1. to travel through or within the claimed area;
2. to fish, hunt and gather for the purpose of satisfying their personal, domestic or non-commercial communal needs, including the purpose of observing traditional, cultural, ritual and spiritual laws and customs;
3. to visit and protect places which are of cultural and spiritual importance;
4. to safeguard their cultural and spiritual knowledge.

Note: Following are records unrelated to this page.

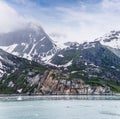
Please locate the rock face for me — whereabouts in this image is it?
[34,70,110,95]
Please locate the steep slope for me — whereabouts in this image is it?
[0,23,57,62]
[0,49,48,94]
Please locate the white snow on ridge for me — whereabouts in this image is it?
[40,36,46,41]
[0,44,18,53]
[95,31,120,49]
[58,54,64,57]
[100,39,120,49]
[58,60,73,67]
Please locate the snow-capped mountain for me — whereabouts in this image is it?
[0,49,31,79]
[0,23,57,62]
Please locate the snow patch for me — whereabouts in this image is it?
[58,54,64,57]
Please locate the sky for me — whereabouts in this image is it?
[0,0,120,43]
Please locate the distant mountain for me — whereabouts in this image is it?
[0,28,120,94]
[0,23,57,62]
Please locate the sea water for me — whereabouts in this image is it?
[0,96,120,119]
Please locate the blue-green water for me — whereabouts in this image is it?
[0,96,120,119]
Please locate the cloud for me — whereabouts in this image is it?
[43,0,120,43]
[0,0,120,42]
[0,1,25,33]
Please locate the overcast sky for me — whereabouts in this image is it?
[0,0,120,42]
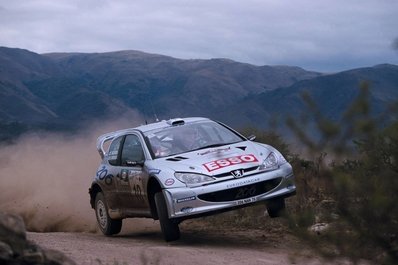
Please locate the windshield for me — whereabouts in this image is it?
[145,121,245,158]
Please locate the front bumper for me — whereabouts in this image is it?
[163,163,296,219]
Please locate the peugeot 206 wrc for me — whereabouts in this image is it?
[89,118,296,241]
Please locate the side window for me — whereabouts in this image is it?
[122,134,145,166]
[107,136,123,165]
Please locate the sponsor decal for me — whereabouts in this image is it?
[181,207,193,213]
[177,196,196,203]
[148,168,160,175]
[236,197,256,205]
[96,166,113,185]
[203,154,258,172]
[164,179,174,186]
[231,169,244,179]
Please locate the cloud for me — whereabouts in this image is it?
[0,0,398,70]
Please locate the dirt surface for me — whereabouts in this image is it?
[28,219,342,265]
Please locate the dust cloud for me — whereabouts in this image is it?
[0,116,140,232]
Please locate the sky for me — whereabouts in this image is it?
[0,0,398,72]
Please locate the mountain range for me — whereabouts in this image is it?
[0,47,398,139]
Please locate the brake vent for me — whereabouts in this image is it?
[166,156,188,162]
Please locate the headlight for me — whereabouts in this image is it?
[174,172,214,186]
[260,152,287,171]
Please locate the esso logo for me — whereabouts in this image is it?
[203,154,258,172]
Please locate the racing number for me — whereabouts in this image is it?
[235,186,256,200]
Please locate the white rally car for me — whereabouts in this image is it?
[89,118,296,241]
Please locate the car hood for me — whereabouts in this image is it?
[153,141,273,175]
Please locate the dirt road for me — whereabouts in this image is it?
[28,219,334,265]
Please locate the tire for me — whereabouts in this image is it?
[266,198,285,218]
[155,192,180,242]
[95,192,122,236]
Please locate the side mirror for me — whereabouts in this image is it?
[247,134,256,141]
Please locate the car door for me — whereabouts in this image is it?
[116,134,148,210]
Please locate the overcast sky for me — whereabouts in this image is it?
[0,0,398,72]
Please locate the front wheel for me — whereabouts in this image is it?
[95,192,122,236]
[265,198,285,218]
[155,192,180,241]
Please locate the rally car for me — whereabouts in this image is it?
[89,118,296,241]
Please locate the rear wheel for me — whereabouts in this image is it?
[95,192,122,236]
[155,192,180,241]
[265,198,285,218]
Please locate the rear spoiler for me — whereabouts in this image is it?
[96,129,131,159]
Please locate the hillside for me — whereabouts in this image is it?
[0,47,398,138]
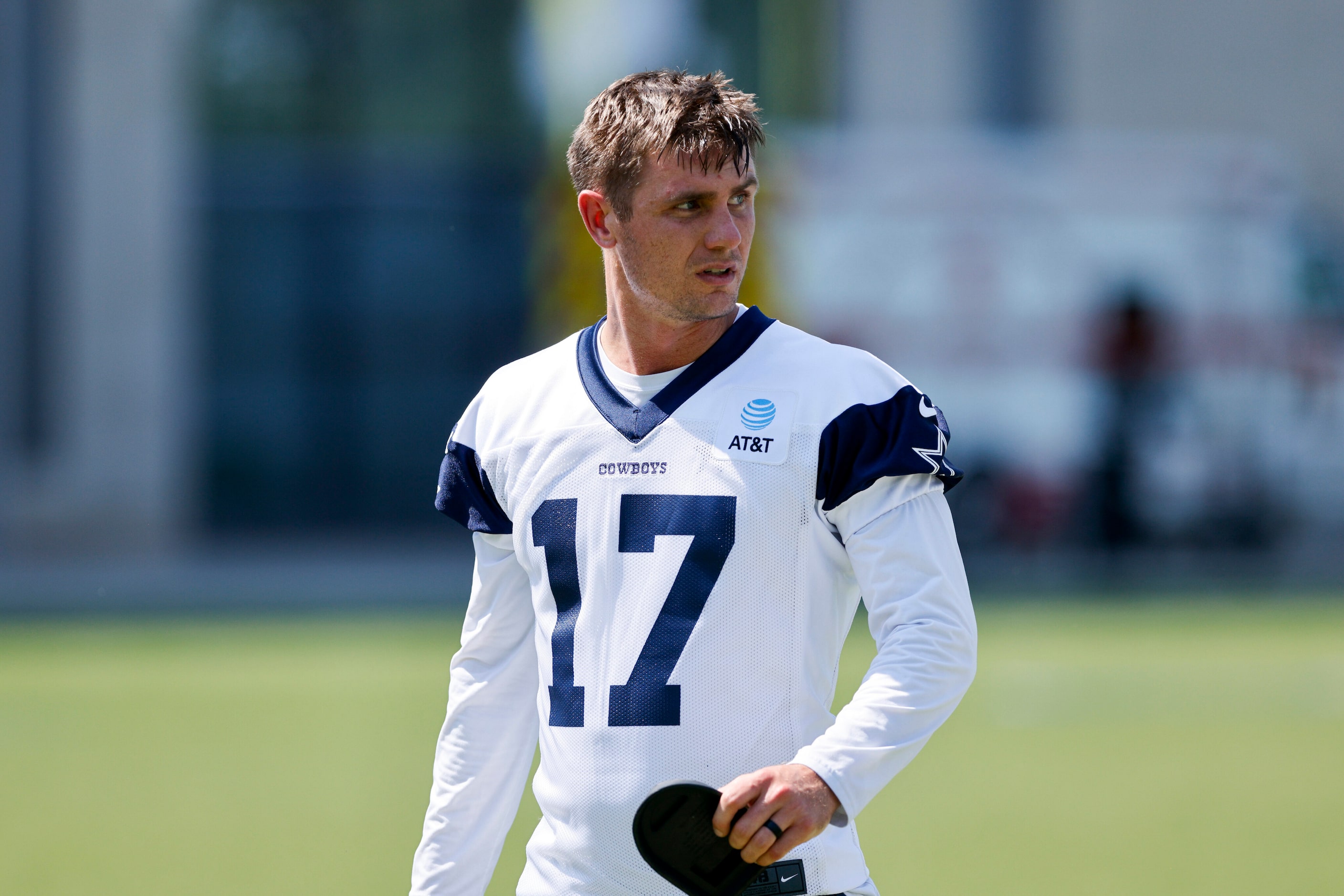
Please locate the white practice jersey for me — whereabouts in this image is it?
[411,308,976,896]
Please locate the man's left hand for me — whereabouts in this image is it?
[714,764,840,865]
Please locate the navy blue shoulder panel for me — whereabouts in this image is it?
[434,442,514,535]
[578,305,774,442]
[817,385,962,511]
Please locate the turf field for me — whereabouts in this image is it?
[0,601,1344,896]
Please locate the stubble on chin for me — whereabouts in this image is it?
[661,290,738,324]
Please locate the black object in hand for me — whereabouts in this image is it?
[634,782,761,896]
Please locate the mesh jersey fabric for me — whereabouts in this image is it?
[413,309,975,896]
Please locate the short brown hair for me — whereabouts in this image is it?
[566,69,765,218]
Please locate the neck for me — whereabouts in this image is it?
[598,252,738,376]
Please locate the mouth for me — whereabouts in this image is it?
[695,265,738,286]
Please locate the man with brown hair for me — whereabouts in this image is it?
[411,71,976,896]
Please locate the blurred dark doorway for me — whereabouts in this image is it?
[200,0,539,529]
[1095,283,1166,548]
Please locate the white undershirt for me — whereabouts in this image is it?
[597,303,747,407]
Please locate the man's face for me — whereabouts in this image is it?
[611,153,756,321]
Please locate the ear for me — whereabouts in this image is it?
[579,189,616,249]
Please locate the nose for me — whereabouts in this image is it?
[704,204,742,251]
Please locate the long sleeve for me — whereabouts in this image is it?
[794,476,976,823]
[410,532,537,896]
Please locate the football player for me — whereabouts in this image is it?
[411,71,976,896]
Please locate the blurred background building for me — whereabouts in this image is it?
[0,0,1344,602]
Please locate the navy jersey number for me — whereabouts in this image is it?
[532,494,738,727]
[606,494,738,725]
[532,499,583,728]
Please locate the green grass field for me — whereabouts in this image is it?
[0,601,1344,896]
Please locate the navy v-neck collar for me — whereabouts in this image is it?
[578,305,774,442]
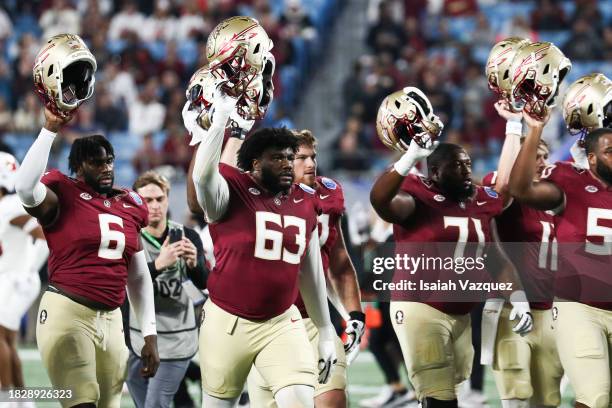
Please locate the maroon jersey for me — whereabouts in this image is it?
[391,175,503,314]
[542,162,612,310]
[41,170,148,307]
[295,177,344,318]
[482,172,557,310]
[208,164,319,320]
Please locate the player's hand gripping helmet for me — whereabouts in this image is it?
[32,34,97,118]
[485,37,530,99]
[376,87,444,152]
[509,42,572,118]
[206,16,272,97]
[0,152,19,192]
[563,74,612,136]
[186,53,276,129]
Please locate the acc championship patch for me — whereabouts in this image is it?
[484,187,499,198]
[130,191,142,205]
[300,183,315,194]
[321,177,338,190]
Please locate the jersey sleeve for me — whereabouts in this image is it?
[0,194,28,222]
[40,169,69,194]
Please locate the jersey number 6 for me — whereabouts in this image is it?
[98,214,125,259]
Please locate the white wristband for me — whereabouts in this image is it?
[510,290,528,303]
[506,119,523,136]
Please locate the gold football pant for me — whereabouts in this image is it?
[36,291,128,408]
[200,300,316,399]
[248,319,346,408]
[390,302,474,401]
[493,304,563,407]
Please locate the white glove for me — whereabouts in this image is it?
[570,139,589,169]
[344,312,365,364]
[509,290,533,336]
[317,326,338,384]
[393,140,440,176]
[181,101,206,146]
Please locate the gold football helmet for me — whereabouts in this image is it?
[485,37,530,99]
[563,73,612,135]
[376,87,444,152]
[206,16,272,96]
[185,53,275,129]
[509,42,572,118]
[32,34,97,117]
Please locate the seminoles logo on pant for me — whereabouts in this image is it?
[38,309,47,324]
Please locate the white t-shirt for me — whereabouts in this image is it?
[0,194,37,275]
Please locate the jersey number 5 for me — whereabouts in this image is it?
[98,214,125,259]
[255,211,306,265]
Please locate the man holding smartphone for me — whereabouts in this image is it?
[126,171,208,408]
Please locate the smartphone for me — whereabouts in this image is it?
[168,228,183,244]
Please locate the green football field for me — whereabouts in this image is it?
[17,348,572,408]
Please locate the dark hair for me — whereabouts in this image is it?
[427,142,463,170]
[68,135,115,173]
[584,128,612,154]
[237,128,298,171]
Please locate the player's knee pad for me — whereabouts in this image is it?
[274,384,314,408]
[421,397,459,408]
[502,399,529,408]
[202,392,240,408]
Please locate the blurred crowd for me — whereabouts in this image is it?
[333,0,612,174]
[0,0,326,178]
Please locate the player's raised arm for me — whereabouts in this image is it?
[127,250,159,378]
[508,113,563,210]
[329,218,365,364]
[15,108,71,225]
[370,143,437,224]
[184,86,237,222]
[299,229,337,384]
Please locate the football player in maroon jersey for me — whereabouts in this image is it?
[509,117,612,407]
[184,86,335,408]
[248,130,365,407]
[15,109,159,407]
[370,88,532,408]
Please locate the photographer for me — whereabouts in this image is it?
[127,171,208,408]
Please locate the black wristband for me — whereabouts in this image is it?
[349,310,365,323]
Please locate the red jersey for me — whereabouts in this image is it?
[208,164,319,320]
[41,170,148,307]
[482,172,557,310]
[391,175,503,314]
[542,162,612,310]
[295,177,344,318]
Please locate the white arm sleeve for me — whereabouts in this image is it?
[300,229,331,331]
[31,239,49,272]
[193,102,235,222]
[15,128,56,207]
[127,250,157,337]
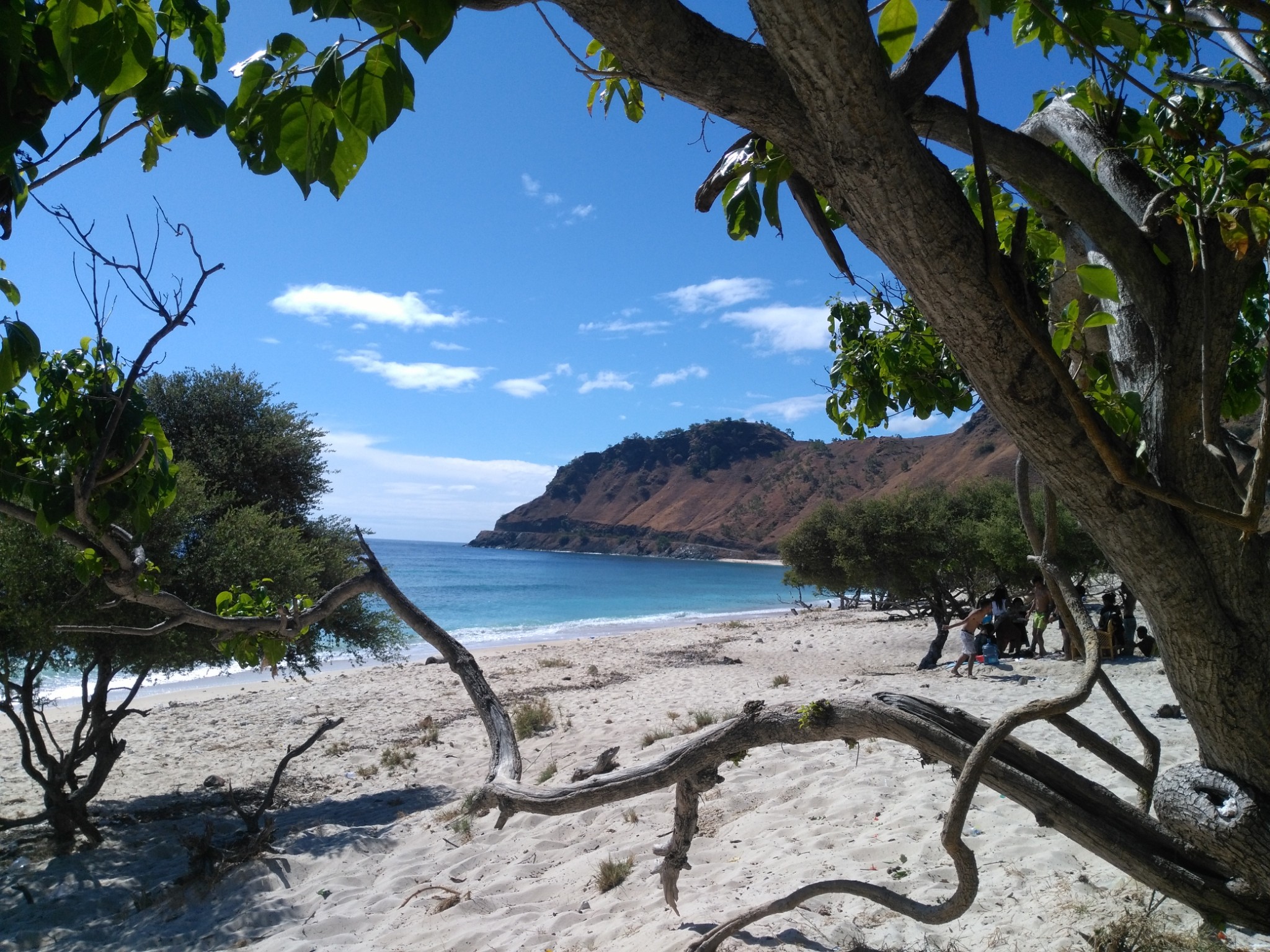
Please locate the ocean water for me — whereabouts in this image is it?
[45,539,789,700]
[372,539,785,647]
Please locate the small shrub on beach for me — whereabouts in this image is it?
[458,787,480,814]
[414,715,441,747]
[512,697,555,740]
[1088,907,1228,952]
[450,814,473,843]
[797,698,833,731]
[639,730,674,747]
[596,855,635,892]
[380,747,414,769]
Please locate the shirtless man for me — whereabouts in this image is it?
[949,596,992,678]
[1031,575,1054,658]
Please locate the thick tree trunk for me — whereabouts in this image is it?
[533,0,1270,893]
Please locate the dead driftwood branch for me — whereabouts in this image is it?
[569,747,621,783]
[37,522,1270,952]
[397,883,473,913]
[224,717,344,837]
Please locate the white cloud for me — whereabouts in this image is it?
[578,320,670,334]
[230,50,268,79]
[745,396,824,423]
[874,412,970,437]
[321,433,555,546]
[494,373,551,400]
[494,363,573,400]
[722,305,829,351]
[578,371,635,394]
[653,364,710,387]
[658,278,772,314]
[335,350,484,391]
[269,283,462,328]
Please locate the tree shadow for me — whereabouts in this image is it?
[680,923,838,952]
[0,785,457,952]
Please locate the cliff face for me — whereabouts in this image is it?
[470,412,1015,558]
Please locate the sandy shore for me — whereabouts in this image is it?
[0,610,1270,952]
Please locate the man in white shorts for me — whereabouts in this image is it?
[949,596,992,678]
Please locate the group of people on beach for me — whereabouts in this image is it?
[949,575,1156,678]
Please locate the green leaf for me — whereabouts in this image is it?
[265,33,309,70]
[7,321,42,373]
[159,74,224,138]
[877,0,917,63]
[275,86,339,198]
[339,43,409,142]
[313,45,344,108]
[1052,324,1073,354]
[1076,264,1120,301]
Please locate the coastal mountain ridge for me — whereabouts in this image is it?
[469,410,1015,558]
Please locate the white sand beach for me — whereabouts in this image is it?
[0,610,1270,952]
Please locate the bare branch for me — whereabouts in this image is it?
[27,117,150,195]
[0,499,95,549]
[890,0,979,110]
[228,717,344,835]
[908,97,1166,309]
[1185,2,1270,86]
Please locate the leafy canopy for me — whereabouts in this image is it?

The claimed area was defined by maps attached to the application for determination. It included the seas and extended to land or reefs within the proposed boundaries. Native title of Croker Island and other islands within the claimed area had been granted in 1980 and were not within the claim.

==Appeal==
Both the Commonwealth and the claimants appealed the original determination. A full court of the Federal Court, by a majority, Beaumont and von Doussa JJ, dismissed both appeals. Merkel would have dismissed the appeal by the Commonwealth, allowed the appeal by the claimants and remitted the matter back to the trial judge for further hearing.

Both the Commonwealth and the claimants appealed to the High Court, which upheld the Commonwealths' appeal and dismissed claimants' appeal. The determination was thus amended so as to be restricted to and apply to the internal waters of the Northern Territory, including the inter-tidal zone both of the mainland and of the islands within the claimed area.

The claimants were ordered to pay the costs of both the claimants' and the Commonwealth's appeals.